Cozier On Sunday…

Windies’ revival crucial to test cricket’s longevity

Against the perpetual backdrop of debate over the future of Test cricket, the West Indies start a series against Australia at the Gabba in Brisbane on Thursday that the doomsayers expect will accelerate its demise.

The prospect of another one-sided clean sweep by the home team, to follow those on the two previous contests in Australia, has so diminished interest that the emptiness of the stands will echo around the vast, modern stadium that the Gabba has become.

The struggles in the opening match of the tour, the only one prior to the Test, against a Queensland team comprised of anonymous tyros, along with the misfortune that has taken Chris Gayle, the captain and absolutely vital player, back to Jamaica to be with his ill mother heighten the pessimism.

Greg Chappell, former captain, batsman supreme and member of Australia’s most prominent cricketing family, is the latest of the many to express his fears over the survival of Test cricket.

His thesis was that, given the instant popularity of the Twenty20 format and the gap between the strong and the weak, there could come a time when only four or five teams play Test cricket with the others confined to 20-overs and 50-overs an innings matches.

“There are only probably four or five countries that have the critical mass and have the infrastructure that will allow them to produce competitive Test match teams on a regular basis,” he argued. “That is a problem. That’s been exacerbated by the success of 20-overs cricket.”

There is no doubt into which category the West Indies would fall.

His address, at the annual Bradman Oration on the state of the game in Melbourne on Thursday night, coincided with the results of a survey of fans, conducted by the MCC in India, New Zealand and South Africa, that, perhaps not surprisingly, showed a heavy bias in favour of the newer, shorter forms (ODIs and Twenty20s) over Tests.

While such figures make gloomy reading, Chappell, unlike some others, believes the revival of the West Indies is crucial if the game as a whole is to flourish.
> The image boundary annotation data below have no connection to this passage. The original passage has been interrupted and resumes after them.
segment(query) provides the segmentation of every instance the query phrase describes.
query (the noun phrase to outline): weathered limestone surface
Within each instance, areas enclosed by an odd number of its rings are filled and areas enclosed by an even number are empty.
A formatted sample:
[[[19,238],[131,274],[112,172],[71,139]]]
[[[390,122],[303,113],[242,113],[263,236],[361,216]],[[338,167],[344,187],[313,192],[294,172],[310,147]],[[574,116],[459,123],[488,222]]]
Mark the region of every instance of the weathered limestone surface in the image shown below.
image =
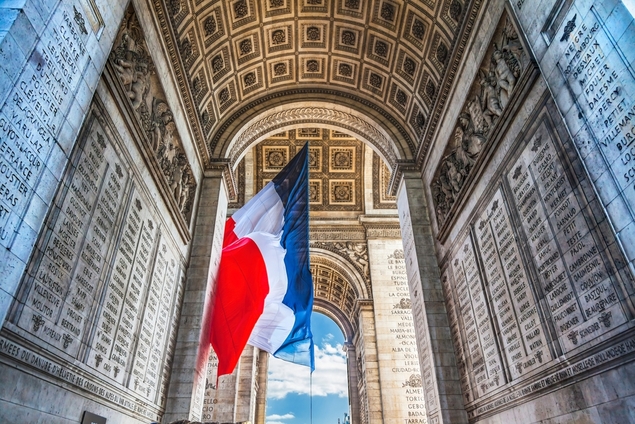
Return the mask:
[[[369,146],[348,163],[321,146],[329,172],[363,186],[353,201],[325,185],[348,209],[333,219],[325,206],[312,228],[316,298],[347,337],[354,422],[635,422],[635,23],[621,1],[347,2],[347,18],[288,44],[287,79],[272,73],[277,53],[259,57],[287,48],[271,22],[321,6],[128,3],[0,5],[0,375],[11,383],[0,421],[264,423],[266,355],[247,349],[216,387],[208,347],[237,160],[210,151],[249,149],[237,185],[248,199],[263,182],[252,141],[347,130],[399,164],[401,224],[392,193],[376,192],[389,181]],[[426,8],[437,44],[415,53]],[[472,18],[467,46],[448,43],[466,54],[444,87],[445,38]],[[361,38],[319,40],[362,22],[373,26],[364,63],[340,62],[340,41]],[[243,24],[254,31],[214,44]],[[294,50],[309,33],[311,52],[339,46],[321,79]],[[254,56],[227,50],[247,39]],[[394,60],[373,65],[391,46]],[[205,67],[219,57],[216,75]],[[349,88],[319,107],[298,91],[281,102],[285,81],[309,81],[314,97],[322,82],[353,84],[364,101]],[[217,120],[269,85],[279,98],[212,140]]]
[[[424,170],[428,199],[437,206],[431,215],[443,296],[471,421],[633,419],[622,410],[632,402],[630,382],[616,382],[617,397],[599,389],[632,369],[635,349],[632,243],[625,241],[632,240],[626,154],[634,84],[632,52],[622,51],[635,37],[632,17],[617,3],[487,8],[481,25],[501,27],[511,16],[543,76],[514,75],[515,89],[489,135],[461,123],[462,110],[479,122],[478,110],[463,109],[471,94],[455,92],[449,125],[458,121],[484,145],[464,159],[459,150],[466,144],[457,148],[453,138],[466,140],[465,132],[439,132],[437,142],[448,140],[454,164],[468,165],[469,178],[454,186],[453,209],[438,208],[444,198],[434,188],[447,181],[438,179],[436,166],[448,159],[437,155]],[[473,38],[478,48],[464,61],[457,87],[473,84],[469,75],[481,72],[476,64],[489,66],[485,47],[497,34]],[[512,61],[506,65],[513,71]],[[599,369],[610,371],[595,375]]]

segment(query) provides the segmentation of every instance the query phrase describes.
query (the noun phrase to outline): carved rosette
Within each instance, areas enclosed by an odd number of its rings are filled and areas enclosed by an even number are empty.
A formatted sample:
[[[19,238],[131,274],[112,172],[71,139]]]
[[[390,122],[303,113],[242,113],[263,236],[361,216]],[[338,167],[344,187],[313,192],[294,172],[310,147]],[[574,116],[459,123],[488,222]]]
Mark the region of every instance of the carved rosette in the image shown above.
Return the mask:
[[[163,181],[159,183],[164,184],[189,223],[196,181],[132,7],[119,29],[110,64],[145,134],[143,146],[161,171]]]

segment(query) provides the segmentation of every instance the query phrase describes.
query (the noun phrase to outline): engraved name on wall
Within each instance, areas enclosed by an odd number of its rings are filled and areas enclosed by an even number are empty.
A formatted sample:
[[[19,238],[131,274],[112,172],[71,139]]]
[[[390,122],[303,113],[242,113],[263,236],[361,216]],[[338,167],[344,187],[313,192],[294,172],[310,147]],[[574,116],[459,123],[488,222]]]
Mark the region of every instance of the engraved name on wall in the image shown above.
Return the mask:
[[[549,120],[534,128],[443,269],[467,403],[628,321],[611,253]]]
[[[60,367],[64,353],[95,384],[117,383],[161,405],[183,259],[97,109],[38,239],[11,321],[58,355]]]
[[[61,5],[0,108],[0,245],[11,249],[22,223],[37,230],[29,208],[48,203],[55,169],[62,161],[58,140],[73,93],[90,56],[74,13]],[[78,123],[75,122],[74,125]],[[35,227],[34,227],[35,225]],[[22,241],[24,242],[24,240]]]

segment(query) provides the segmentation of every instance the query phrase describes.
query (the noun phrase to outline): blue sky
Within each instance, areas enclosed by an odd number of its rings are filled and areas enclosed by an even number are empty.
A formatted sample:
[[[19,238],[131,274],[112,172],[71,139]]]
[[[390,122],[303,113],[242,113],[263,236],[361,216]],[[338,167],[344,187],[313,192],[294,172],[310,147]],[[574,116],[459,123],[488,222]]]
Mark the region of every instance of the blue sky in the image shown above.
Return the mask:
[[[313,424],[337,424],[348,413],[344,335],[330,318],[314,312]],[[310,424],[310,370],[271,357],[267,424]]]

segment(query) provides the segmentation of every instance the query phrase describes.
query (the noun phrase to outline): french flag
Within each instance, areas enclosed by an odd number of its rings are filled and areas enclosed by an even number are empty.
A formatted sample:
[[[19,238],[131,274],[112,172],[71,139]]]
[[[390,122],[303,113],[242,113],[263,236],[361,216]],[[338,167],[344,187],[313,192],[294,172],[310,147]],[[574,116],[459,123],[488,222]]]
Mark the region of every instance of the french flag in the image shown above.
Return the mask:
[[[314,369],[308,144],[225,224],[211,343],[218,375],[245,345]]]

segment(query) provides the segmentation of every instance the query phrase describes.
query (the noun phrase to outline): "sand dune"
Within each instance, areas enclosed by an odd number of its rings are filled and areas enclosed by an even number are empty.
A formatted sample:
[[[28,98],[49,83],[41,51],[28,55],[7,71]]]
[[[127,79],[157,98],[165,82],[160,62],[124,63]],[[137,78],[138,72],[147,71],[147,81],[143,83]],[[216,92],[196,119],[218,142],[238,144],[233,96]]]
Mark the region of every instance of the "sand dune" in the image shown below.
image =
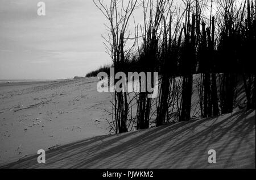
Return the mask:
[[[109,134],[110,94],[96,78],[0,85],[0,165],[39,149]]]
[[[92,137],[4,168],[255,168],[255,110]],[[208,151],[216,152],[209,164]]]

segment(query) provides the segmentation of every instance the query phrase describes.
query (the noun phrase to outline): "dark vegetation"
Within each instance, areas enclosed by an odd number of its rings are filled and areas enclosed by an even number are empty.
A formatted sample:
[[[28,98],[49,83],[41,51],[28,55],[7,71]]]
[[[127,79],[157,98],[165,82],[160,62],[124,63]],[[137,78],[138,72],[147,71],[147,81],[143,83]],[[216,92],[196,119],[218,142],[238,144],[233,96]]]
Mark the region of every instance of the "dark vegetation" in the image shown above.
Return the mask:
[[[137,129],[148,128],[152,115],[156,126],[174,119],[190,120],[195,74],[200,76],[196,79],[200,118],[232,112],[239,79],[247,109],[255,109],[255,1],[183,0],[180,5],[174,1],[112,0],[108,6],[94,2],[108,20],[109,34],[105,40],[115,73],[160,74],[155,101],[147,98],[148,92],[131,97],[125,91],[113,93],[110,124],[115,133],[129,131],[134,122]],[[131,37],[128,26],[135,10],[142,11],[144,22],[136,24],[134,20]],[[108,73],[109,67],[86,77]]]

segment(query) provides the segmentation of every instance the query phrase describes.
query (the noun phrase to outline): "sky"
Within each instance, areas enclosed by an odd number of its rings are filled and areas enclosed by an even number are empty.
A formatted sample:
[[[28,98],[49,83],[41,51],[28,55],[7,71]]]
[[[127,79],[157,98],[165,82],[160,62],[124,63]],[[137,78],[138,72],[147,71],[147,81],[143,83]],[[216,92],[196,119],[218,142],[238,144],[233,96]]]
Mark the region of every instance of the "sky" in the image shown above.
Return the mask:
[[[92,0],[0,0],[0,79],[85,76],[109,64],[106,19]]]
[[[134,11],[137,24],[142,13]],[[104,23],[92,0],[0,0],[0,79],[71,78],[110,64]]]

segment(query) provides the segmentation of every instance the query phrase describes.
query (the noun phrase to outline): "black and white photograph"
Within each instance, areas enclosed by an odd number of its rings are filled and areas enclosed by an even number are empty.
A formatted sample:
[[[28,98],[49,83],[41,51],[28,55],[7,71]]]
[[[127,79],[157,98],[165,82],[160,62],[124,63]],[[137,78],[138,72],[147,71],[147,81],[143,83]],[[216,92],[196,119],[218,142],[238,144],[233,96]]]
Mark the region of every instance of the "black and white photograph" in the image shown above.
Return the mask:
[[[0,0],[0,169],[255,169],[255,0]]]

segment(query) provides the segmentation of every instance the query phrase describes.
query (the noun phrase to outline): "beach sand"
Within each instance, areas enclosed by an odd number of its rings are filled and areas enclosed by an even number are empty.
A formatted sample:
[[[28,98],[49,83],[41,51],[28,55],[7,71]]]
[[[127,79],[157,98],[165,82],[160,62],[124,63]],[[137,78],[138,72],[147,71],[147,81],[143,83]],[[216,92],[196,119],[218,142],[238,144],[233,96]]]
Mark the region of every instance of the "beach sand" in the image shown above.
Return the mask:
[[[96,78],[0,84],[0,165],[60,145],[108,135],[109,93]],[[109,104],[108,106],[108,104]]]

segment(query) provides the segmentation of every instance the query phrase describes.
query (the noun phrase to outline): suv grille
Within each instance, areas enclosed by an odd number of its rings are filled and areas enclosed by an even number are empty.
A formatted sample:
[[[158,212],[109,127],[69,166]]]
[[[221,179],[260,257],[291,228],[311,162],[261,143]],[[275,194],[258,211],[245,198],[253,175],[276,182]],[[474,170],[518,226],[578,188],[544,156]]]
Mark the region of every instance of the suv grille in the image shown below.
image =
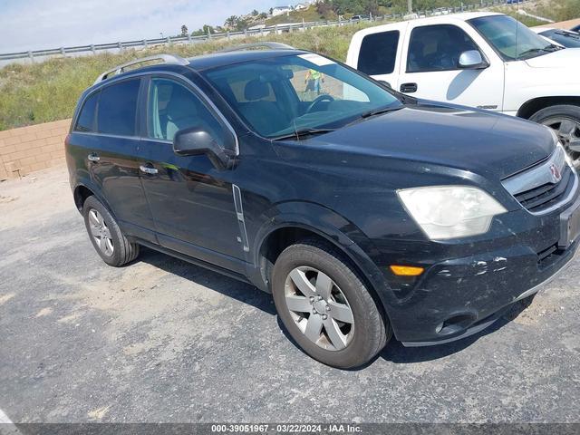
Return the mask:
[[[547,213],[572,198],[578,176],[566,161],[566,151],[558,146],[545,161],[508,178],[504,187],[528,211]]]
[[[514,195],[519,203],[533,213],[541,213],[566,198],[574,188],[575,177],[566,165],[559,183],[546,183]]]

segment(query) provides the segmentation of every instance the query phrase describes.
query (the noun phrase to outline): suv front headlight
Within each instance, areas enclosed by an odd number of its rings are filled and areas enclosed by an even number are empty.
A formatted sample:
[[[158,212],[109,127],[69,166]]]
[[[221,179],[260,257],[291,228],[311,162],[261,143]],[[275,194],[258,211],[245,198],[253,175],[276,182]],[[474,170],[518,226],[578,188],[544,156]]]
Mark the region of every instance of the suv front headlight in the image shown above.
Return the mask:
[[[405,188],[397,194],[431,240],[487,233],[493,217],[508,211],[488,193],[469,186]]]

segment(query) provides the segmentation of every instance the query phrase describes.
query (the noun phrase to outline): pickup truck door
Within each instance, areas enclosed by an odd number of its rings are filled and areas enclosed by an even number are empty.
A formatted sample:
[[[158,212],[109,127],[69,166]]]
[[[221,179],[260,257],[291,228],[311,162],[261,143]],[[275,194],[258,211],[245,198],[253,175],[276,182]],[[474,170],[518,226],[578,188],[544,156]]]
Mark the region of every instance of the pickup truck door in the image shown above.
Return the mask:
[[[489,66],[459,69],[461,53],[478,50]],[[503,110],[504,63],[469,24],[410,24],[397,90],[426,100]]]

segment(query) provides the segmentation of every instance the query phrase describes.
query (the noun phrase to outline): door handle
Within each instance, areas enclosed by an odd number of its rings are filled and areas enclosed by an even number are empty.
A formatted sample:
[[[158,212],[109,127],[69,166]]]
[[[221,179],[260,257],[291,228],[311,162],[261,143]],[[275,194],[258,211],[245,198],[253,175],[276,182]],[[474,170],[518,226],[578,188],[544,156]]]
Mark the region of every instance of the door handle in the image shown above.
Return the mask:
[[[159,172],[155,168],[151,168],[150,166],[141,165],[139,167],[141,169],[141,172],[144,172],[149,175],[155,175]]]
[[[412,93],[417,92],[417,83],[402,83],[401,92],[405,93]]]

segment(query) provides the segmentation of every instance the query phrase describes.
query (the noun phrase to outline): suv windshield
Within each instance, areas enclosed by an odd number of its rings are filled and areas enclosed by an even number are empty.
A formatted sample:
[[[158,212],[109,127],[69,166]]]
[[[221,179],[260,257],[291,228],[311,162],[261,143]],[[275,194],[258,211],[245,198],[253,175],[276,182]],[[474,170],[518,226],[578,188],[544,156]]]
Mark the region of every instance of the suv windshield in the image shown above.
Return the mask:
[[[203,74],[255,131],[271,139],[294,132],[324,133],[402,107],[372,80],[312,53],[223,66]]]
[[[559,49],[511,16],[482,16],[469,23],[506,61],[530,59]]]

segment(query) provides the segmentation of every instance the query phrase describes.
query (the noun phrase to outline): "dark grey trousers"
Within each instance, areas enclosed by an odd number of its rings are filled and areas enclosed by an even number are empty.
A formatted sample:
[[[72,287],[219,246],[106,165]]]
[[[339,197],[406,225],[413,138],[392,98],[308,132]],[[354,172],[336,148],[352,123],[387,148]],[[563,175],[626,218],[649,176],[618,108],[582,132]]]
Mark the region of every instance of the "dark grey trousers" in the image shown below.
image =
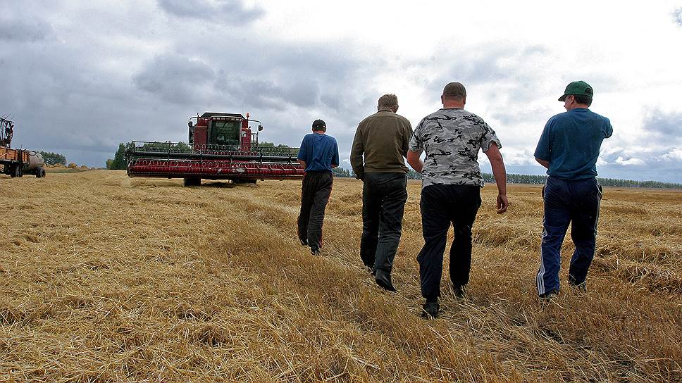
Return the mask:
[[[469,283],[471,270],[471,227],[480,207],[478,185],[429,185],[421,190],[421,226],[424,247],[417,256],[421,295],[440,296],[440,278],[447,232],[452,225],[454,237],[450,245],[450,280],[456,285]]]
[[[306,172],[303,176],[298,236],[314,250],[322,247],[322,222],[333,181],[331,172]]]
[[[362,180],[360,258],[366,266],[390,272],[402,230],[407,177],[404,172],[366,172]]]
He, like his brothers, Ian, also former captain, and Trevor, played in the era when West Indies dominated the game and when they were even more popular in Australia than even the Australians themselves.

He could recognise, from first-hand experience, the importance of the West Indies, even now in this period of deep decline.

“The region of the West Indies has been one of the great cricket-playing regions and it would be an absolute tragedy in my view if we lost the West Indian region to cricket,” he said.

“I’m hopeful that some of the work that’s being done to help West Indian cricket become strong again is successful because I think they’re a very important member of the cricket family,” he added. “It’s not going to be easy but I think if the will is there hopefully we can help it.”

He did not mention any other struggling cricketing country in that regard – not New Zealand,  not Bangladesh and not Zimbabwe. According to him, a born-again West Indies is what is needed.

Others, like Peter Roebuck, the one-time captain of Somerset, now prolific commentator on the game in the international media, have repeatedly declared that its present chaotic state has made West Indies cricket irrelevant and advocated that it be disbanded. That would surely accelerate its demise through these territories.

Chappell’s view is widely shared among his contemporaries.

His critical words are “if the will is there”. The lack of it, by weak and often self-serving administrators, is the most obvious reason for the woes of the recent past.

Clearly, as he points out, “it’s not going to be easy”. It certainly won’t happen over the next few weeks in Australia and no one should expect it to, especially given the upheavals through which it has been carried by board and players. But the talent and the interest remain. It can surely happen over time, “if the will is there”.
The problem is time.

“I think the format that is under most pressure with 20-overs cricket coming in is Test cricket,” Chappell said. “It has been struggling for some time. Economically, some countries find it very difficult to be competitive and therefore it affects economically the viability of Tests between some countries.”

A quarter-century ago such worries were unthinkable for the most powerful entity in world cricket. The degeneration has been that fast. Regeneration could take a lot longer but it is possible “if the will is there”.